What are we all about?

James Gilmour jgilmour at globalnet.co.uk
Fri Jul 26 15:15:12 PDT 2002


Josh wrote:
>
> misinformation.
>
> and it isn't as wrong as you would have us believe.
>
> two stages elections where certain candidates are eliminated after the first
> round based on the first round results are, in some important ways,
> identical to multiple stage elections like IRV or STV.
>

But in some even more important ways they are so different as to make any comparison completely meaningless and therefore totally
irrelevant.


> ok, maybe not similar enough for rigorous analysis.
>

I think you have conceded the point, but I suspect you won't agree.

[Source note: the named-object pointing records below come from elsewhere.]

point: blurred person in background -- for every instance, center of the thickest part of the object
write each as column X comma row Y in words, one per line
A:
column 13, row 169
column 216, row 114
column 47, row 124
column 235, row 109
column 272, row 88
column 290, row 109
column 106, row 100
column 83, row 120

> but it was a problem of ideological similarity splitting the majority
>

This is not the problem.  This a common feature of real politics.  The voting system should not artificially constrain real
diversity of opinion.

The problem was one of a defective voting system denying any mechanism to allow a majority to re-group progressively from its
initial split position.  This can be done by exhaustive ballot (very expensive), IRV or Condorcet, and no doubt by some other
systems as well.


References to France in this context are at best irrelevant and at worst deliberately misleading.

James Gilmour


> -----Original Message-----
> From: James Gilmour [mailto:jgilmour at globalnet.co.uk]
> Sent: Thursday, July 25, 2002 5:37 PM
> To: election-methods-list at eskimo.com
> Subject: RE: What are we all about?
>
> > -----Original Message-----
> > From: Narins, Josh [mailto:josh.narins at lehman.com]
> > Sent: 25 July 2002 15:33
> > To: 'election-methods-list at eskimo.com'
> > Subject: RE: What are we all about?
> >
> >> Someone wrote:
> > > Hare/IRV tends to become erratic with more than seven
> > > or so candidates in the race, particularly when
> > > some of the candidates are ideologically similar.
>
>
> Josh wrote:
> > SEE: France
> >
>
> I don't know whether this is mis-information or dis-information.
> Either way, it is wrong and completely irrelevant.
>
> The "problem" with the French Presidential election system is that the votes
> are not transferable.
> Had the highly fractured Left been able to re-group around a preferred
> candidate, there never would have been a news story.
>
> It is a common mistake to think that France uses some system like IRV.  They
> don't even use the Exhaustive Ballot properly as they
> allow only the top two candidates from round one to go into round two.  With
> the consequences we have all seen.